Dovey comes in, saying, "She's gone."
"You sure?" asks Lone.
"Go look for yourself."
"I will."
The sisters cover Consolata with the sheet.
"I didn't know her as well as you," Dovey says.
"I loved her. As God is my witness I did, but nobody knew her really."
"Why did they do it?"
"They? You mean 'he,' don't you? Steward killed her. Not Deek."
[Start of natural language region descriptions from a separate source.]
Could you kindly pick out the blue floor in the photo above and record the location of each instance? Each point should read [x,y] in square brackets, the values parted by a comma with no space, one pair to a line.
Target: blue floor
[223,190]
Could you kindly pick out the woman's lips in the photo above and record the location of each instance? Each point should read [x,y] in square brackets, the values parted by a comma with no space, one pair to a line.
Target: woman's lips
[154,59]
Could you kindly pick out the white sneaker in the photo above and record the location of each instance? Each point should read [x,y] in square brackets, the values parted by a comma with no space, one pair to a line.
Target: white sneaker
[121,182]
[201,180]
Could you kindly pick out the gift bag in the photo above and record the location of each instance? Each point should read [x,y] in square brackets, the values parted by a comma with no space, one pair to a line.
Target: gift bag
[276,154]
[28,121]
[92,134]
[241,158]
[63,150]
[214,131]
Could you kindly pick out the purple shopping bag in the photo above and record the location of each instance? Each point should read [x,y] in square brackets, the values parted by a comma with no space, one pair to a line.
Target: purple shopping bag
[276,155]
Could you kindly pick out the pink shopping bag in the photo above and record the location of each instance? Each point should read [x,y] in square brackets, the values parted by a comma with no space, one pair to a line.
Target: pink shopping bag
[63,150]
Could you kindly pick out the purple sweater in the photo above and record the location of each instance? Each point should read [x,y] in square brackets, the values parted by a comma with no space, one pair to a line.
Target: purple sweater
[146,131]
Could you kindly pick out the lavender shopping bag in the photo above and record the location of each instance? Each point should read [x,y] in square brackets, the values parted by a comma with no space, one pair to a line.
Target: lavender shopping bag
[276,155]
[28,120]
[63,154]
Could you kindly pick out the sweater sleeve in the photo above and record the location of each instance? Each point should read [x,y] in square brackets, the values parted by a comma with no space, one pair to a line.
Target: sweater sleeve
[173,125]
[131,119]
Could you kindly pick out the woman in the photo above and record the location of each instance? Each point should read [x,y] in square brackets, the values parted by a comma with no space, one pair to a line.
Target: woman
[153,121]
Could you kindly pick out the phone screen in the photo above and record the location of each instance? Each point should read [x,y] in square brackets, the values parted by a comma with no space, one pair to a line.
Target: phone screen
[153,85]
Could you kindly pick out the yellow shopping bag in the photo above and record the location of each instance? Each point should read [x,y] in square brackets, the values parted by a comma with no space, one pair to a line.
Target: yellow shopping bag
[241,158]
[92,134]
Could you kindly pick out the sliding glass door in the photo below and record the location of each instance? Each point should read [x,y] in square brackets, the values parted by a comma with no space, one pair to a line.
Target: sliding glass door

"You make it sound as though it's all his fault."
"I didn't mean to."
"Then what? What did you mean?"
Soane does not know what she means, other than how to locate a sliver of soap to clean away any little taint she can. But it is an exchange that alters their relationship irrevocably. Bewildered, angry, sad, frightened people pile into cars, making their way back to children, livestock, fields, household chores and uncertainty. How hard they had worked for this place; how far away they once were from the terribleness they have just witnessed. How could so clean and blessed a mission devour itself and become the world they had escaped?
Lone has said she would stay with the bodies until Roger got there.
Melinda asks, "How will you get back? Your car is out at our place." Lone sighs. "Well, the dead don't move. And Roger's got a lot of work to do." As the car pulls away, Lone looks back at the house. "A lot of work."
He had none. When Roger Best got back to Ruby, he didn't even change his clothes. He gunned the motor of the ambulance/ hearse and sped to the Convent. Three women were down in the grass, he'd been told. One in the kitchen. Another across the hall. He searched everywhere. Every inch of grass, every patch of Scotch broom. The henhouse. The garden. Every row of corn in the field beyond. Then every room: the chapel, the schoolroom. The game room was empty; the kitchen too-a sheet and a folded raincoat on the table the only sign that a body had been there. Upstairs he looked in both bathrooms, in all eight bedrooms. Again the kitchen, the pantry. Then he went down into the cellar, stepped over the floor paintings. He opened one door that revealed a coal bin. Behind another a small bed and a pair of shiny shoes on the dresser. No bodies. Nothing. Even the Cadillac was gone.